Ее милое веснушчатое лицо было совсем близко. Николай посмотрел в ясные, любящие глаза и вдруг с абсолютной уверенностью понял: всё, что он видел ночью, – наваждение, дурной сон. Он знает свою Соню. Она так проста и прозрачна, что просто не способна на тайную жизнь.
– Переваришь яйца, как в прошлый раз – гляди у меня, – строго сказал он, слегка щелкнул ее по вздернутому носу и пошел умываться.
Бред, всё бред.
Приподнятое состояние, впрочем, продержалось недолго. Чахоточные больные подвержены частой смене настроений, а скверные мысли подобны комарам – сколько их ни отгоняй, прилетают обратно. Прихлопнешь одного, вместо него тут же начинает нудеть другой.
Глинский вдруг вспомнил, что Соня каждый день клюет носом и часто засыпает над книгой. Он дразнил ее за это «Соней-засоней». А как может быть иначе, если по ночам она… «Этого – не может – быть!» – прихлопывал он комара. Но появлялся следующий. «Деньги-деньги-деньги», – пищал он.
Весь день Глинский был молчалив, а к вечеру сделался мрачен. Соня забеспокоилась, не стало ли ему хуже.
– Поговори со мной, – стала она просить, когда стемнело. – Больше всего на свете я люблю слушать, как ты рассуждаешь вслух. Мне нужно записывать твои остроумные парадоксы.
– Изволь, вот тебе еще один, – сказал он, язвительно улыбаясь. – Прекрасного и высокопохвального тоже должно быть в меру. Переизбыток красоты превращается в уродство, переизбыток самоотверженности – в унижение, переизбыток любви – в безумие.
– У меня не так, – серьезно ответила Соня. – Когда я люблю, я не отмеряю, хватит или добавить еще. Знаешь, если на одной чаше весов будет весь мир, а на другой – ты, я не стану колебаться ни секунды. А если, чтобы спасти тебя, понадобится сделать что-то ужасное – не знаю, изрезать на куски ребенка – я погублю свою душу, но сделаю то, что нужно.
Николай опустил глаза. В этот миг он принял решение, от которого ему стало страшно. Но он знал, что оно верное, единственно возможное.
Поздно вечером, когда начался приступ, Глинский ввел себе только половину шприца, чтобы подавить кашель, но не провалиться в сон и главное – ослабить галлюцинаторное действие наркотика.
Лежа в кровати с закрытыми глазами и изображая ровное сонное дыхание, он надеялся, что ничего не произойдет, что Соня останется дома. Вдруг все-таки события прошлой ночи привиделись?

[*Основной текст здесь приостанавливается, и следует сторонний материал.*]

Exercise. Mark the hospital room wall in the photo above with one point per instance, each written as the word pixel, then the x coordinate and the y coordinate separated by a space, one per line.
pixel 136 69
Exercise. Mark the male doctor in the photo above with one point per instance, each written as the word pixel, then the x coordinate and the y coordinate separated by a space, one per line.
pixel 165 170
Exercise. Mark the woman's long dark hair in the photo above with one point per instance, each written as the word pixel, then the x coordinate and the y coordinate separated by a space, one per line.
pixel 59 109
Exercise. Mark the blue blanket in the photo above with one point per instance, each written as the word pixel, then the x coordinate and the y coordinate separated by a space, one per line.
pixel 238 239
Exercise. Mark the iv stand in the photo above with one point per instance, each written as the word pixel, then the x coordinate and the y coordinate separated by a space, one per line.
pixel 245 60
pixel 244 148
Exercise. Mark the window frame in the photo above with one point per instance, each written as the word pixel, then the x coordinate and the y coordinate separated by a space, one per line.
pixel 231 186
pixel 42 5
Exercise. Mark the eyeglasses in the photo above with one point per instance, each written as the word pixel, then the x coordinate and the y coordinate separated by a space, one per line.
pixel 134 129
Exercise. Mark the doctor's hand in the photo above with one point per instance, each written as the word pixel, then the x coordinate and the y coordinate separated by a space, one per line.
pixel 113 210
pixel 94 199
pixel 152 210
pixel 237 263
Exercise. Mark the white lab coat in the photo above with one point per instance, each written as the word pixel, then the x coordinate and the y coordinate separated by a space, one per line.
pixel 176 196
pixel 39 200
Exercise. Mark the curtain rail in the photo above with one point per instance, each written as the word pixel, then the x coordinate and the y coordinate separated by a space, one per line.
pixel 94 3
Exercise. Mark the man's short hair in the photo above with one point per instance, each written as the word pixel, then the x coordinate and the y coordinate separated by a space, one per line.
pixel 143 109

Но в полночь Соня тихо поднялась и стала собираться. Сквозь приоткрытые веки он видел, как она надевает плащ, повязывает платок, натягивает свои желтые лайковые перчатки. Звякнул металл – это она вооружилась скальпелем против ночного маньяка.
«Она идет на это ради тебя, мерзавец, – сказал безжалостный голос. – Тебе нет прощения».
У Николая ответ был наготове. «Она делает меня мерзавцем, и за это нет прощения ей ».
Дрожа от бешенства и унижения, он шел следом за маленькой, быстро идущей фигурой, держась темной стороны улицы и отстав шагов на тридцать.
План был таков. Дождаться, когда Соня найдет клиента, и предстать перед ней. Не нужно никаких слов. Просто молча посмотреть ей в глаза. Она, конечно, начнет что-то лепетать, оправдываться. Тогда вынуть из кармана скальпель и рассечь себе carotis communis . Глубокий скользящий разрез ниже кадыка слева направо – очень просто. Через минуту всё исчезнет. Дальнейшее – молчанье.
Из горла вырвалось глухое рыдание, оборванное судорожным кашлем. Зажав себе рот, Глинский стал давиться, меж пальцев потекла кровь. Предвидя, что приступ может возобновиться, Николай взял с собой шприц, в котором оставалась половина дозы. В темноте он попал в вену с третьего или четвертого раза и потом еще несколько минут ждал, когда наркотик подействует.